What is Spark Erosion?
We know just how important it is that materials and parts are designed and produced to the highest of quality – and with the highest possible standards in mind. There are many different machining methods that can help you to create the piece you’re looking for, including spark erosion.
Spark erosion, also called Electro Discharge Machining, is useful to machine difficult shapes, as it has been used for decades as a means to create complex forms. But what exactly is spark erosion?
What is Spark Erosion?
This machining method is typically used when producing intricate pieces. It is a process that creates a specific shape through the use of electrical discharges (sparks). More specifically, this machining process works by removing material from a piece with current discharges between two electrodes that are separated by a dielectric liquid that is subject to voltage. This fluid is both a conductor and a cooling agent during the process.
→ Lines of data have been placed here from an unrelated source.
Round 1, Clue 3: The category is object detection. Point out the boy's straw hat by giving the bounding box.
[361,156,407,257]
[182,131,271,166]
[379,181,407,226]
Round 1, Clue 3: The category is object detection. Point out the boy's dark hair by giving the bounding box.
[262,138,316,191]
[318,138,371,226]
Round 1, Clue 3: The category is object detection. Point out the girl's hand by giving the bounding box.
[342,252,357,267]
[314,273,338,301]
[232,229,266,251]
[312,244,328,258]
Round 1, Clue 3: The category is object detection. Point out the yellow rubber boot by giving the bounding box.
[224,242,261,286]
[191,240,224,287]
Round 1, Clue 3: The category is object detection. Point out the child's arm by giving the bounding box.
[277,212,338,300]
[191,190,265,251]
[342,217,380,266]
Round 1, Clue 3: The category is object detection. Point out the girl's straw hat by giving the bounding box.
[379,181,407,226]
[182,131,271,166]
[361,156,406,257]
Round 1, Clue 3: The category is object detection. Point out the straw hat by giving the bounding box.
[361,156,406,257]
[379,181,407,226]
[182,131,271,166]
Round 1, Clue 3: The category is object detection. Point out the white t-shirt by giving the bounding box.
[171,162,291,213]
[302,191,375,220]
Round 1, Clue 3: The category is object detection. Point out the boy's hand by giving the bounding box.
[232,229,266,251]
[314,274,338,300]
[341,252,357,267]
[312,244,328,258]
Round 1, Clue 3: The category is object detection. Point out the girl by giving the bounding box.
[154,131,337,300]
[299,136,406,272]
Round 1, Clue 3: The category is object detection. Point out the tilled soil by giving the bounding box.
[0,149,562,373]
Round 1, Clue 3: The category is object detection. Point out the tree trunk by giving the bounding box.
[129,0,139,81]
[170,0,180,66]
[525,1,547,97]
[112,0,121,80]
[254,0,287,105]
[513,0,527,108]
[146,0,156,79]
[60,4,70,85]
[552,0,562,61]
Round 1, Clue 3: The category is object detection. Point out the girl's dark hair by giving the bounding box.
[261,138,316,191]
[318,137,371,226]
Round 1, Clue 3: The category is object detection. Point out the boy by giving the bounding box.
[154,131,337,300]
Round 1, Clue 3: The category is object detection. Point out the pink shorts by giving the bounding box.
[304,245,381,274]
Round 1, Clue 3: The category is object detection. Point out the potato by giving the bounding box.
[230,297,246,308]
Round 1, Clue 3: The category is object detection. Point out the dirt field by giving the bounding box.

In order to remove this material, the process converts electrical energy into heat and initiates a melting process within the electrodes. There is no mechanical abrasion with spark erosion.
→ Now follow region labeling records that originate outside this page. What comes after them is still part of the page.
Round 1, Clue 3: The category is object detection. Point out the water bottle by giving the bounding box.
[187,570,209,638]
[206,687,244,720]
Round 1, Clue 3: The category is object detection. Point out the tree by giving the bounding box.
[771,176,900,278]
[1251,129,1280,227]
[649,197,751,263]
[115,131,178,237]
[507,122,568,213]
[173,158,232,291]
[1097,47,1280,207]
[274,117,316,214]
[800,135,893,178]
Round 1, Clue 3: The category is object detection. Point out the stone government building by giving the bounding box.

There are several factors to keep in mind when using spark erosion, like the material of the electrodes, their design and their manufacture.
The Advantages of Spark Erosion
Spark erosion allows a company to achieve intricate details that would, otherwise, be too complex or impossible to obtain with traditional cutting methods and is especially useful for alterations to hard materials such as press tools, or for removal of broken taps. It also allows for a good surface finish and the drilling of very small and fine holes.
With this machining process, it is possible to achieve the desired design easily. Because there’s no contact between the tool and the piece, intricate sections or weak materials can be worked on without distortion.
If materials have a minimum electrical conductivity of 0.01 S/cm, then it’s likely they can be machined with spark erosion. For example, most metals and alloys can undergo this process, including copper and its alloys, tungsten, many stainless steels, carbide, aluminium, and magnesium alloys.
A spark eroder can work to very tight tolerances, sometimes 0.1 microns, which can easily give an idea of the level of detail capable of being achieved through this process.